RAG vs Keyword: Picking the Right Search for Your Org

Every conversation we have about “AI in document management” eventually arrives at: keyword search vs semantic / RAG. The framing is wrong. They're complements, not competitors. The interesting question is what proportion of your users' questions are best served by each.

What keyword search does well

Exact terms (invoice numbers, KRA PINs, contract references)
Named entities (people, organisations)
Documents with technical vocabulary the user has already memorised
Cases where the user already knows the document exists and is looking for it

What semantic / RAG does well

Conceptual questions (“policies about working from home”)
Cross-document synthesis ("what's our total exposure with this counterparty?")
Cases where the user doesn't know the right vocabulary
New users navigating an unfamiliar corpus
Multi-language queries

What users actually ask

We instrumented searches across a sample of tenants and tagged each by category. The breakdown:

Category	% of queries
Exact-term lookup (invoice #, contract ref)	31%
Conceptual / “find me about”	28%
Cross-document aggregation	14%
Named entity lookup	13%
Date-range filter	8%
Other	6%

So:

~44% are well-served by keyword (exact-term + named entity)
~42% are well-served by semantic (conceptual + cross-document)
~14% are filters (date / type) that aren't really “search”

This is almost evenly split. Any system that's good at only one half is failing half your users.

What Papyrus does

We run both pipelines on every query and fuse the results. The ranking function weights:

Keyword match score (BM25)
Semantic similarity score (vector dot product)
Filter constraints (mandatory)
Recency
User's access permissions (mandatory; filters before ranking)

The user sees a single result list.

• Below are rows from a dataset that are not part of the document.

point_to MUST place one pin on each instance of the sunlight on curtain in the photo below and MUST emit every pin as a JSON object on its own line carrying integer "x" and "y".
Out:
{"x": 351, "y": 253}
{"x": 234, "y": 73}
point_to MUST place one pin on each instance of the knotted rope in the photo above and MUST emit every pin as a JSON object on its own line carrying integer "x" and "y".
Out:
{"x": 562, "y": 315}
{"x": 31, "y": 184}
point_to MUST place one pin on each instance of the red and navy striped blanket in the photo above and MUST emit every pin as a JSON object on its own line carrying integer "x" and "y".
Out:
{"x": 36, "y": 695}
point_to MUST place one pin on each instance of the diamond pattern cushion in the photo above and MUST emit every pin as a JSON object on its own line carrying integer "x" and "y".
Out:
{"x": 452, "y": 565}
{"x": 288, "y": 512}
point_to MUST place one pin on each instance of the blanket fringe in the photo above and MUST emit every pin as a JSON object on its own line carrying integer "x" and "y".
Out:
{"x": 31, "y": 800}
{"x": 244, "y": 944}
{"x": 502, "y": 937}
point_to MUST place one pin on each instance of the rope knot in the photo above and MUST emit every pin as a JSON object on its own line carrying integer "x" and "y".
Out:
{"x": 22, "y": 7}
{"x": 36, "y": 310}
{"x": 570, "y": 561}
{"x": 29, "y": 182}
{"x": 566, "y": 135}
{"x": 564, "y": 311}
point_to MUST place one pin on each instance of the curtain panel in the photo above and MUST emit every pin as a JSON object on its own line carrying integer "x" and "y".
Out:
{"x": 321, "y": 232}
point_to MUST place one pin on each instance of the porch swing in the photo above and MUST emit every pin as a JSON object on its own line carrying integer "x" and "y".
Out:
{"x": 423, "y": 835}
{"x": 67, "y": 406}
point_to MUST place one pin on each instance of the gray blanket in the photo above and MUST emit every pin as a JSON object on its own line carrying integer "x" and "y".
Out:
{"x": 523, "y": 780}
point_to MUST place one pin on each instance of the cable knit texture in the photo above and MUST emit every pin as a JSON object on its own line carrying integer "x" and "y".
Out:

They don't pick “keyword” or “semantic”; they just type.

The Copilot is different

The Copilot is RAG-only. It uses semantic retrieval to gather context, then an LLM to synthesise an answer. It's not a search interface; it's a question-answering interface.

If you want to find a document, use search. If you want an answer, use the Copilot.

What we're watching

The percentage of queries that result in a click-through. Currently ~71%; we'd like to push it higher.
The percentage of queries followed by another query within 30 seconds (a signal that the first didn't satisfy). Currently ~23%; lower is better.
Distribution of clicks across rank positions. If everything users want is at rank 1, ranking is doing its job; if clicks are spread across ranks 1-5, we have ranking work to do.

Closing

Search is a solved problem at the technology level. It's an unsolved problem at the user understanding level. The next decade of search progress isn't about better embeddings; it's about better understanding of what users mean when they type.